Journal of Clinical Medicine
|December 11, 2025
Summary
Degenerative cervical myelopathy (DCM) prediction improves using machine learning models that combine clinical data with advanced neuroimaging. This approach enhances personalized management for spinal cord dysfunction.
Area of Science:
- Neurology
- Spinal Cord Medicine
- Medical Imaging
Background:
- Degenerative cervical myelopathy (DCM) is a primary cause of non-traumatic spinal cord dysfunction.
- DCM presents with significant clinical heterogeneity in symptoms and disease progression.
- Accurate prediction of neurological outcomes is crucial for effective patient management.
Purpose of the Study:
- To review predictors of neurological outcomes in DCM.
- To explore the integration of conventional and advanced quantitative neuroimaging metrics.
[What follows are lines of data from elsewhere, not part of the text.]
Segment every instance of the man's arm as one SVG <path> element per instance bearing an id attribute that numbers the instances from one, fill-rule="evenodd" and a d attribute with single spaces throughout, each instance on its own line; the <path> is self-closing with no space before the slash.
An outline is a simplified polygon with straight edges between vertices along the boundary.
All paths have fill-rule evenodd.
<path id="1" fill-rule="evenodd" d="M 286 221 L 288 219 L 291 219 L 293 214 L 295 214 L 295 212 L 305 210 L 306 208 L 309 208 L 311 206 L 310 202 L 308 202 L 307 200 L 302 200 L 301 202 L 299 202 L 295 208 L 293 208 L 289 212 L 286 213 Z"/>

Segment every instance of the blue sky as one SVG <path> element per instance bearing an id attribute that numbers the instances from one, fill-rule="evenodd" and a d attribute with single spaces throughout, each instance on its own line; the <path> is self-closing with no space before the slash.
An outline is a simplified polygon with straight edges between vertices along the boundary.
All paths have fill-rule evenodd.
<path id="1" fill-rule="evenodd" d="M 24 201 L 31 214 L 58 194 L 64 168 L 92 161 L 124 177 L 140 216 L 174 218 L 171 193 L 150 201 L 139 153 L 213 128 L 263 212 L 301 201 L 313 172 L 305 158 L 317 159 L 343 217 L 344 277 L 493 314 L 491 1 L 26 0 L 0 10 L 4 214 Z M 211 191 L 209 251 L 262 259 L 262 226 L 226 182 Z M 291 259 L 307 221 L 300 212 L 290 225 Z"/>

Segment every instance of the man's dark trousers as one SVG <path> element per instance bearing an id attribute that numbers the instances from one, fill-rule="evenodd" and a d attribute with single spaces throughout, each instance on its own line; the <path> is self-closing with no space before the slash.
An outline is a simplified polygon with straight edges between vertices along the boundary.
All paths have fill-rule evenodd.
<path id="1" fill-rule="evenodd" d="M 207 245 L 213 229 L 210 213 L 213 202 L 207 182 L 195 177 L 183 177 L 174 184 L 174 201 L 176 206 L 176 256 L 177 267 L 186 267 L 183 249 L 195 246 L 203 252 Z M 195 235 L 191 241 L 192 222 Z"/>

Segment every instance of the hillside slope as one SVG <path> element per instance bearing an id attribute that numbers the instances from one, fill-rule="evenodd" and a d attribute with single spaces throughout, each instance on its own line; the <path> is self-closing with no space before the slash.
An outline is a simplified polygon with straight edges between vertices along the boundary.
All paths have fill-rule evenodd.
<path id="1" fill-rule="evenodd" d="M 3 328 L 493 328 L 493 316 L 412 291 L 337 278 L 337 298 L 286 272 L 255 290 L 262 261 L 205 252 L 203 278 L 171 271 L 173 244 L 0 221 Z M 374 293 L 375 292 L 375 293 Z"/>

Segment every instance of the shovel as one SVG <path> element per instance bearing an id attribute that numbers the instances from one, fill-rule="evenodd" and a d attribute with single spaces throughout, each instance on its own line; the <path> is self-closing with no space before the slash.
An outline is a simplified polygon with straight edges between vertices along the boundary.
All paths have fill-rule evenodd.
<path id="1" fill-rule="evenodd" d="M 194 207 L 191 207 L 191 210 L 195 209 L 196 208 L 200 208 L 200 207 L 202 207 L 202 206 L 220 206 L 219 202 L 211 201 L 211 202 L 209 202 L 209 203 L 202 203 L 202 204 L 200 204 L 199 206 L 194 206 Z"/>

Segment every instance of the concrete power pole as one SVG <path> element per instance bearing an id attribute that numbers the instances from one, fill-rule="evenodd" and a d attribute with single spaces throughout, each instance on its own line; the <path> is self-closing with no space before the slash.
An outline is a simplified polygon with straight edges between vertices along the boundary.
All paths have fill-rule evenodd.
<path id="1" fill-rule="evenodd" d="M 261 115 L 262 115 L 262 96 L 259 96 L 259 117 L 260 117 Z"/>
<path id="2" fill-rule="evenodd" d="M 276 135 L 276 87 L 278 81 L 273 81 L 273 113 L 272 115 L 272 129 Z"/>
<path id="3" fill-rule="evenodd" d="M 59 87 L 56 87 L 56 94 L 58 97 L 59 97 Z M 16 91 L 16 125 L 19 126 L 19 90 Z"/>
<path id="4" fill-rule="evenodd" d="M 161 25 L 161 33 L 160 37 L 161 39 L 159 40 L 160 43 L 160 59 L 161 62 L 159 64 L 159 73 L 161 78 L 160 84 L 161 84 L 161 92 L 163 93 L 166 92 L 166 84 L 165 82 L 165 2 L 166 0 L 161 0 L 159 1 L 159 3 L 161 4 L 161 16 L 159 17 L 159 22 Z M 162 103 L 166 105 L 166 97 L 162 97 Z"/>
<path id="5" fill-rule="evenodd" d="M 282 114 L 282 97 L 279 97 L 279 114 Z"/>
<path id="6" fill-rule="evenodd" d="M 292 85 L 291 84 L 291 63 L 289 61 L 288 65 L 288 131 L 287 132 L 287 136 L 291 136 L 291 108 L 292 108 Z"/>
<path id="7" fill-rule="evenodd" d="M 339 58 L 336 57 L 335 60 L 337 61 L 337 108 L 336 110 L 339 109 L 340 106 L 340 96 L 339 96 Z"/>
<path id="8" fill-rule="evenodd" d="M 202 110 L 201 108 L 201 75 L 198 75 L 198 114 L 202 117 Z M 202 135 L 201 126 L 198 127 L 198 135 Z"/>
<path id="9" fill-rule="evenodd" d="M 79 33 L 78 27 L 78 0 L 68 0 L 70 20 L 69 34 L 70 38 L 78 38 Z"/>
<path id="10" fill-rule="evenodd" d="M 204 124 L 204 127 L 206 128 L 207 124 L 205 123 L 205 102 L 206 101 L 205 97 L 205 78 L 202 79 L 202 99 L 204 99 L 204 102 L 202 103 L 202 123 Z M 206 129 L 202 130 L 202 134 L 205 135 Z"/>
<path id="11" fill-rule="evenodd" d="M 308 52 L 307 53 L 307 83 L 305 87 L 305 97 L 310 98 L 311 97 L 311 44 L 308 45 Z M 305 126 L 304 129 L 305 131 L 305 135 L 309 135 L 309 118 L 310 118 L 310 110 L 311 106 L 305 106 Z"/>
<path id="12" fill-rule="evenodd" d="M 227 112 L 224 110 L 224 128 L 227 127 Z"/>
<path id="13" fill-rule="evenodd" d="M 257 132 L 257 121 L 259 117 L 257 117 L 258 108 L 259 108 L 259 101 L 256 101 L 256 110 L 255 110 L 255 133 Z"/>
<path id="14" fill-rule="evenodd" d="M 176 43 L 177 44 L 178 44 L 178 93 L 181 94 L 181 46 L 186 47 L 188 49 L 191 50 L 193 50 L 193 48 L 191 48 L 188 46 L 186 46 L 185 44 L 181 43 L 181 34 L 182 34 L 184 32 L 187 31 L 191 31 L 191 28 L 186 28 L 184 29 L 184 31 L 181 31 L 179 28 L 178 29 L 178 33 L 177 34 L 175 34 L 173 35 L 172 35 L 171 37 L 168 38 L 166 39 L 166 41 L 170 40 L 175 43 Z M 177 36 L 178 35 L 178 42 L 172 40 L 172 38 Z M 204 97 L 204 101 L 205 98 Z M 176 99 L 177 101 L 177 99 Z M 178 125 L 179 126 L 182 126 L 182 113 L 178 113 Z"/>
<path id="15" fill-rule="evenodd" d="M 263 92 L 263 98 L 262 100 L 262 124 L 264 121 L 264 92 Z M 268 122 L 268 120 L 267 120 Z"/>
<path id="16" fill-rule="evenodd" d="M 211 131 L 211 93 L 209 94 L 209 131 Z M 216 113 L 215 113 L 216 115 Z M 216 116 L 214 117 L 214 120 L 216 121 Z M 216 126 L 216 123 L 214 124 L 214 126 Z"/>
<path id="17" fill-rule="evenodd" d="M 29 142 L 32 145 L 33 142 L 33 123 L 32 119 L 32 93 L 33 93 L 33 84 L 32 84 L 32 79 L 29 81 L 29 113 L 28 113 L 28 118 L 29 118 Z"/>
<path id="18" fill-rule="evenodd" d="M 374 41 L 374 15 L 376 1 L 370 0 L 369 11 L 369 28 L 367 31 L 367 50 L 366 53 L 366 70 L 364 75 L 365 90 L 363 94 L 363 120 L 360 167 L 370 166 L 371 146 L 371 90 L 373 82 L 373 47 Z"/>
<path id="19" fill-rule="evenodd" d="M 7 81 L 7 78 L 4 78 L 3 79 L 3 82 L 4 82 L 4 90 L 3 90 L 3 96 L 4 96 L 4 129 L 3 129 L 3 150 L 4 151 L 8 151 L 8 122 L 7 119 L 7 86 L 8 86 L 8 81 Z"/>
- To examine the role of machine learning in a precision medicine framework for DCM.
Main Methods:
- Systematic review of existing literature on DCM prognostic factors.
- Assessment of conventional clinical and macrostructural metrics.
- Evaluation of quantitative MRI biomarkers (diffusion tensor imaging, magnetization transfer, myelin water imaging).
- Analysis of machine learning models incorporating diverse data types.
Main Results:
- Conventional prognostic factors show limited standalone utility due to inconsistency.
- Quantitative MRI biomarkers offer enhanced risk stratification by indexing microstructural integrity.
- Machine learning models effectively integrate clinical, imaging, and demographic data for outcome prediction.
- ML models show promise in predicting postoperative outcomes and natural history of mild DCM.
Conclusions:
- Multifactorial modeling, particularly with machine learning, is essential for accurate DCM prognosis.
- Quantitative neuroimaging biomarkers significantly improve predictive capabilities.
- Precision medicine tools, driven by ML, are vital for personalized DCM management.
- Future research requires protocol harmonization and multicenter validation for widespread adoption.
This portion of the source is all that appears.